# Forum Other Languages Germanic languages English  'Tongue-in-cheek'

## Yazeed

What does it mean (the expression, not the gesture)?

----------


## scotcher

It means to say something half seriously, or in a subtly mocking or self-mocking, or ironic way. Like a gentler form of sarcasm. 
For example: my mother-in-law is staying with us just now and isn't due to go home until new year, but my wife and her just argue all the time and it is really irritating, so each time they start I casually mention something about her air ticket being open ended, or ask whether she's looking forward to her next Aeroflot meal, or whether she's packed.
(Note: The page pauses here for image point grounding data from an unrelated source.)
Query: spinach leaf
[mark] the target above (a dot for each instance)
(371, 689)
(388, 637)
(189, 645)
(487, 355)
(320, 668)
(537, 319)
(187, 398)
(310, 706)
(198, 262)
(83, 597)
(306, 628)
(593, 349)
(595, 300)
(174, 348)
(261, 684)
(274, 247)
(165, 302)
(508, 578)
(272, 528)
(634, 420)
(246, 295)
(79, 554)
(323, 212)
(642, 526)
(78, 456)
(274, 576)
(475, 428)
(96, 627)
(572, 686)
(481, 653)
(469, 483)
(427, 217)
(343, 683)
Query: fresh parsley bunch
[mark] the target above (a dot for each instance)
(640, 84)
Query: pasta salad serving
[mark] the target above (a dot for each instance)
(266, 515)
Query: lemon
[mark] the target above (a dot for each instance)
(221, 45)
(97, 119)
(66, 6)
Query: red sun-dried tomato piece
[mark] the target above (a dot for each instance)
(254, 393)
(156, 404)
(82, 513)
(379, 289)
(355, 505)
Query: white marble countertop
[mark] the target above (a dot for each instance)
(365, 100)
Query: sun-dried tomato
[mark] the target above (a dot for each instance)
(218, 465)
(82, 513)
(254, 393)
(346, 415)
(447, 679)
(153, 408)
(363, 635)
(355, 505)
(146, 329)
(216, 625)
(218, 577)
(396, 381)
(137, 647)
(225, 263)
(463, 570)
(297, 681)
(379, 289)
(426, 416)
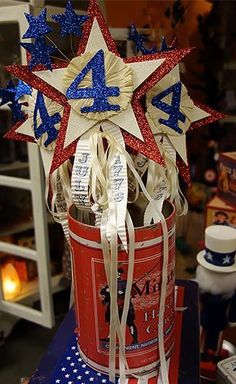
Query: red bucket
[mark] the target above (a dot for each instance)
(92, 296)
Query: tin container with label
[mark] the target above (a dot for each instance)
(92, 300)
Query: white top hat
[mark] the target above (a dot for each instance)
(220, 249)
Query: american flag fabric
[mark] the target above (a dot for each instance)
(73, 370)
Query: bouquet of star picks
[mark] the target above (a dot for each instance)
(112, 136)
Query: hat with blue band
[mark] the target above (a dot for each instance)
(220, 249)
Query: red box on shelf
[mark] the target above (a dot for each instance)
(227, 178)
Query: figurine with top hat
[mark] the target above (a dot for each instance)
(216, 276)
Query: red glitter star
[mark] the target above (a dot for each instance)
(148, 146)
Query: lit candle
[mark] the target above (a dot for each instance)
(11, 283)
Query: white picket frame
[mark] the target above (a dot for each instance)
(13, 11)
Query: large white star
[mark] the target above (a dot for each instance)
(187, 107)
(226, 259)
(126, 119)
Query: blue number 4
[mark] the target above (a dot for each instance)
(172, 110)
(99, 91)
(47, 122)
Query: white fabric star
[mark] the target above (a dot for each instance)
(209, 256)
(187, 107)
(226, 259)
(125, 119)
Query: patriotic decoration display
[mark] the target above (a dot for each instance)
(101, 123)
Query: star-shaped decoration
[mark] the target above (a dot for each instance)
(38, 26)
(22, 89)
(40, 53)
(147, 70)
(7, 94)
(209, 256)
(70, 22)
(226, 260)
(17, 113)
(171, 114)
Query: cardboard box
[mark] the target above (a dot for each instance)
(218, 212)
(227, 178)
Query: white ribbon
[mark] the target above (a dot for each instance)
(101, 188)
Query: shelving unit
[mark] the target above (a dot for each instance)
(13, 12)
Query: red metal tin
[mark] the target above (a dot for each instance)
(92, 301)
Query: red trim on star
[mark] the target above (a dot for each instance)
(148, 147)
(23, 72)
(14, 135)
(95, 12)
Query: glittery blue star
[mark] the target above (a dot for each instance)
(70, 22)
(22, 89)
(16, 111)
(40, 53)
(139, 39)
(164, 46)
(37, 25)
(7, 94)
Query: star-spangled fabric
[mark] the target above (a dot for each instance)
(72, 370)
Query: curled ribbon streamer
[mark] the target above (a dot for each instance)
(163, 364)
(118, 179)
(175, 194)
(61, 196)
(141, 164)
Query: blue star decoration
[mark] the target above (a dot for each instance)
(17, 113)
(70, 22)
(164, 46)
(139, 39)
(37, 25)
(7, 94)
(47, 122)
(22, 89)
(40, 53)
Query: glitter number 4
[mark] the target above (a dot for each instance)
(99, 91)
(47, 122)
(172, 110)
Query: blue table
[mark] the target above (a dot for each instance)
(62, 358)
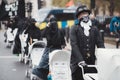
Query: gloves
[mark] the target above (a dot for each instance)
(82, 63)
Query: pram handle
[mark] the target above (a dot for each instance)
(95, 66)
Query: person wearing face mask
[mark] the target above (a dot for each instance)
(115, 28)
(55, 41)
(83, 37)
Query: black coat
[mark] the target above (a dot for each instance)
(55, 38)
(82, 44)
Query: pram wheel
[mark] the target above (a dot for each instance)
(34, 77)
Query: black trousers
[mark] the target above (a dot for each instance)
(77, 75)
(117, 43)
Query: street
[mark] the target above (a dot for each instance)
(10, 67)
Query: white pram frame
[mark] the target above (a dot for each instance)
(34, 57)
(59, 65)
(106, 71)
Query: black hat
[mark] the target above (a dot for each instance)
(52, 19)
(81, 9)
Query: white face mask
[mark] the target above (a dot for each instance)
(86, 26)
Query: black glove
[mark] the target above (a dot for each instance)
(82, 63)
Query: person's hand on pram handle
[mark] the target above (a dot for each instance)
(82, 63)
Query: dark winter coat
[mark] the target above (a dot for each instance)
(83, 45)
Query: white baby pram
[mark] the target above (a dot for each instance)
(107, 65)
(23, 41)
(59, 65)
(35, 55)
(9, 37)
That is tongue-in-cheek, she knows I'm joking but being half-serious at the same time. 
In addition, it can be used as an adjective to describe books, films etc which aren't out and out parodies, but nevertheless don't take themselves seriously. An example like Shaun of the Dead springs to mind.

----------


## tyomitch

I've also heard that the expression originates from comical actors putting their tongues in cheek to keep themselves from laughing at stage.

----------


## Yazeed

> It means to say something half seriously, or in a subtly mocking or self-mocking, or ironic way. Like a gentler form of sarcasm. 
> For example: my mother-in-law is staying with us just now and isn't due to go home until new year, but my wife and her just argue all the time and it is really irritating, so each time they start I casually mention something about her air ticket being open ended, or ask whether she's looking forward to her next Aeroflot meal, or whether she's packed. That is tongue-in-cheek, she knows I'm joking but being half-serious at the same time. 
> In addition, it can be used as an adjective to describe books, films etc which aren't out and out parodies, but nevertheless don't take themselves seriously. An example like Shaun of the Dead springs to mind.

 Gotcha.  Thanks!

----------


## Lampada

По-моему, это то же, что и "держать язык за зубами".

----------


## Rtyom

> По-моему, это то же, что и "держать язык за зубами".

 По-моему, не очень подходит.

----------